Ray Parker Jr.’s resume boasts several decades worth of work as a top-drawer studio musician, songwriter, producer and R&B hitmaker as a solo artist and a member of Raydio, yet he will forever be best known for his theme song to Ivan Reitman’s 1984 “Ghostbusters,” a song he threw together in a matter of hours, which went on to top the Billboard singles chart for three straight weeks. But for Parker, who receives a star on the Hollywood Walk of Fame on March 6, randomness is almost par for course.
“A lot of things in life happened by accident and I think a lot of the best things that have happened to me definitely did,” Parker says.
Of course, long before he made “Who you gonna call?” an international catchphrase, Parker, who’ll be 60 in May, was one of the first names on the Motown call sheet as a studio guitarist. At age 13, he played his first gigs at Detroit’s legendary 20 Grand club, backing up the likes of the Spinners, the Temptations and Gladys Knight. He cut his first studio session — at the behest of legendary Motown songwriting team Holland-Dozier-Holland — at 16. And by 18, he was playing with Stevie Wonder on a national tour with the Rolling Stones.
“My wife is always concerned about kids doing things too early, but I actually think you have more common sense when you’re younger,” Parker says. “Things are much simpler. Like, someone tells you they’re gonna pay you $50 for a gig. You don’t really think about being scared or start wondering if you’re good enough — when you’re 13 years old, $50 sounds like a million dollars. I mean, the bicycle you want is only $20.”
Parker’s stock as a studio player rose further when he moved to California, sleeping at Lamont Dozier’s house and later following him from Motown to Hot Wax Records, where he played on his first No. 1 track, Honey Cone’s “Want Ads.”
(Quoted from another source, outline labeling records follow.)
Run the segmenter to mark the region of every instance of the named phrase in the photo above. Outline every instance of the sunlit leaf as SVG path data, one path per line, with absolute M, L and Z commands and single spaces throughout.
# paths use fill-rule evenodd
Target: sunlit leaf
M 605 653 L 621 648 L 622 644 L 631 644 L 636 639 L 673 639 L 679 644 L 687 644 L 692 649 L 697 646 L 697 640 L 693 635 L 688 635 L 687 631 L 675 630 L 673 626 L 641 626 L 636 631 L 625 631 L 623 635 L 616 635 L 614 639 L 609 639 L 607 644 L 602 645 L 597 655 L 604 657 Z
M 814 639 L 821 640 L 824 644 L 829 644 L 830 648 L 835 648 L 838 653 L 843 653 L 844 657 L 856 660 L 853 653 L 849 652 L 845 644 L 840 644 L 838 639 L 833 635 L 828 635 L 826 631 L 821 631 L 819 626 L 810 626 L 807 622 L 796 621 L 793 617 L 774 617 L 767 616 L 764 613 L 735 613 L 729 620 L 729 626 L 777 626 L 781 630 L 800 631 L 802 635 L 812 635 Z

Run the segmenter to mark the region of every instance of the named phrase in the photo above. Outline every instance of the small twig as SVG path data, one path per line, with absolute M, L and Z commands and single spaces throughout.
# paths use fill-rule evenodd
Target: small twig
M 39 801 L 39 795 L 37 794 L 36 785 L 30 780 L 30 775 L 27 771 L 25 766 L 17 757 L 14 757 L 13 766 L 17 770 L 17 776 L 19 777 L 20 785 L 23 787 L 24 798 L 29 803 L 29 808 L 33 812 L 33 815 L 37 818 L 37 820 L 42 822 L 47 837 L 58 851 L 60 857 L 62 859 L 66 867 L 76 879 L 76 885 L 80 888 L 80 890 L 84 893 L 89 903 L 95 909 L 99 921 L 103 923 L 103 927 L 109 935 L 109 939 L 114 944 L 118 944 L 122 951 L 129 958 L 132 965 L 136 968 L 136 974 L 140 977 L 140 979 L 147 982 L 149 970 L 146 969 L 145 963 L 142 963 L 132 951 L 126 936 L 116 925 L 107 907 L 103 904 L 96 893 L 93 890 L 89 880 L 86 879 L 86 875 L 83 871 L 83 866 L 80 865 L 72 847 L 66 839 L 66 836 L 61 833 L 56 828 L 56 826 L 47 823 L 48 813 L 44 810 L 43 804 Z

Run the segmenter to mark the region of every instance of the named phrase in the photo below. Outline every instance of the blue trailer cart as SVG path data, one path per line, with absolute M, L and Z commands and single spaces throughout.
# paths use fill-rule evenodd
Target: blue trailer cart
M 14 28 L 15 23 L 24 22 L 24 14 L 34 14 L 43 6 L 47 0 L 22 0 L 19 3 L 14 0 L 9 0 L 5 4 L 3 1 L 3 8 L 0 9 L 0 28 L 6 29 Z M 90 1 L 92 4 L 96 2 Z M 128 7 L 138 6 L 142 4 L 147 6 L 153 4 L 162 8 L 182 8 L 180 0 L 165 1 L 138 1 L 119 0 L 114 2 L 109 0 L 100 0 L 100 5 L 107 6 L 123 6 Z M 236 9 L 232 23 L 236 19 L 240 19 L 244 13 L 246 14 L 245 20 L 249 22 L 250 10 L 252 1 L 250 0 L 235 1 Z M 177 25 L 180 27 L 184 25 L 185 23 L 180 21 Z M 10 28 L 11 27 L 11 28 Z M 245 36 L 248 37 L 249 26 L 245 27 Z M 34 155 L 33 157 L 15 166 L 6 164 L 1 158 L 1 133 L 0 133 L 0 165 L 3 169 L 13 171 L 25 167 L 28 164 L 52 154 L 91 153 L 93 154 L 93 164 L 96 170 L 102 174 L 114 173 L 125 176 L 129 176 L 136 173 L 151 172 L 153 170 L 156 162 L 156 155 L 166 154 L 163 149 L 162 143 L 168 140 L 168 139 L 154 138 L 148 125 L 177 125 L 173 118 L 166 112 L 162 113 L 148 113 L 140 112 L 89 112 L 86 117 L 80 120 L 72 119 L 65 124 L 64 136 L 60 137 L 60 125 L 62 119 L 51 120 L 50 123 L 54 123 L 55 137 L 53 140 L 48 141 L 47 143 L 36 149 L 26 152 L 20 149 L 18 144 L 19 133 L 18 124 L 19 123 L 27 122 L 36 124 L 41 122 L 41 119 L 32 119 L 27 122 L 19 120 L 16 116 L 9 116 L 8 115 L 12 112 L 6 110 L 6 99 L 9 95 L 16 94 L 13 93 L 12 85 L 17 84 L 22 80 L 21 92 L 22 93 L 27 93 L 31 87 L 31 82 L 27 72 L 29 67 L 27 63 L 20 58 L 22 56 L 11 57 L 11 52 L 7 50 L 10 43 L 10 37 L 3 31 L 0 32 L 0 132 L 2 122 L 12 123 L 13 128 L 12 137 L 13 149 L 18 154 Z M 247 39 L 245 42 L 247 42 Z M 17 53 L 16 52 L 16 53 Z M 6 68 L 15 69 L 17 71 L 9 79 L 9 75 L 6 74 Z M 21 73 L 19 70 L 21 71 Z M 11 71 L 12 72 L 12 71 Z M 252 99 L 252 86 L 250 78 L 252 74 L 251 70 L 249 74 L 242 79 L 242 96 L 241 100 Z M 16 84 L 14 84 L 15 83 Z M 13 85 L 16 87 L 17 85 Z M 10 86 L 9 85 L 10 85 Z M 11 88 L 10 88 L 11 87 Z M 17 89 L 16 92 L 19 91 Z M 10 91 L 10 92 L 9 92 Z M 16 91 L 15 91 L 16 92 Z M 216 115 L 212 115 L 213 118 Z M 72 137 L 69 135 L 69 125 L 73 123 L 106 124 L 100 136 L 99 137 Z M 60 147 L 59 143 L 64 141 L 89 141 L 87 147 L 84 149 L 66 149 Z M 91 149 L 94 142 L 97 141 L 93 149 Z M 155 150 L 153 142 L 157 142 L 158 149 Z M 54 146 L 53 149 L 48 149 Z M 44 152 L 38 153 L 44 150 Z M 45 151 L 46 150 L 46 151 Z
“He would play certain high riffs on the high strings with this very unique touch,” Dozier remembers. “Like B.B. King has those distinctive licks, Ray came up with these figures that he became well known for. They were so ‘Ray Parker.’ There are certain guitar players where you just know they’re on certain sessions just by hearing it, and he’s one of those guys.”
It took well over a decade for Parker to fully break out as a solo artist — which he did with the help of Clive Davis, whom Parker calls his “personal Moses” — and only after he’d proven his songwriting chops penning tunes for Barry White, Chaka Khan and Leo Sayer. Though it was never for lack of ambition that he stayed behind the scenes.
“I used to walk around in those days with a black T-shirt that had gold letters that said: ‘I’m a Fucking Genius.’ I used to wear it everywhere,” Parker recalls. “I’ve never wanted to blend in. I was always kind of a big-mouthed guy, from the Muhammad Ali school.”
Recording as Raydio, Parker notched a top 10 hit right off the blocks with 1978’s “Jack and Jill,” and reached No. 4 under his own name with 1982’s “The Other Woman.” Yet Parker insists he sketched out his career trajectory on a purely ad hoc basis.
“I wish I could tell you some story about my plans and how I pulled them off, but the truth is, the first record went gold, the single went gold, and I thought to myself, ‘Wow, this is really cool, but I probably can’t do this again.’ I thought I’d just go back to being a guitar player after making a few extra million dollars. But the second album did really well, and it just kept flourishing.”
Parker is busy working on a record that he hopes to have finished by this summer. And while recent years have seen an upswing of interest in veteran studio wizards — witness Nile Rodgers’ return to prominence thanks to Daft Punk — as well as a renewed vogue for vintage Ray Parker-style, Reagan-era grooves — the majority of Bruno Mars’ “Emotional Jukebox,” for example — Parker has little interest in adjusting his style for the times.
“This record is gonna sound like it’s from the ’80s,” he says. “There’s no reason for me to cut any hip-hop, I mean, there’s no 18-year-old girls coming to fawn all over me here, we must face this fact. The audience I’m selling to still buys CDs, and they’re an older audience. So I’m just gonna make music for my audience, and if it becomes hip with a younger audience, then it’ll just be because they happen to think I’m cool. That would be great if it happened, but I’m not gonna spend any time thinking about how it fits in with the newer stuff. Forget all that.”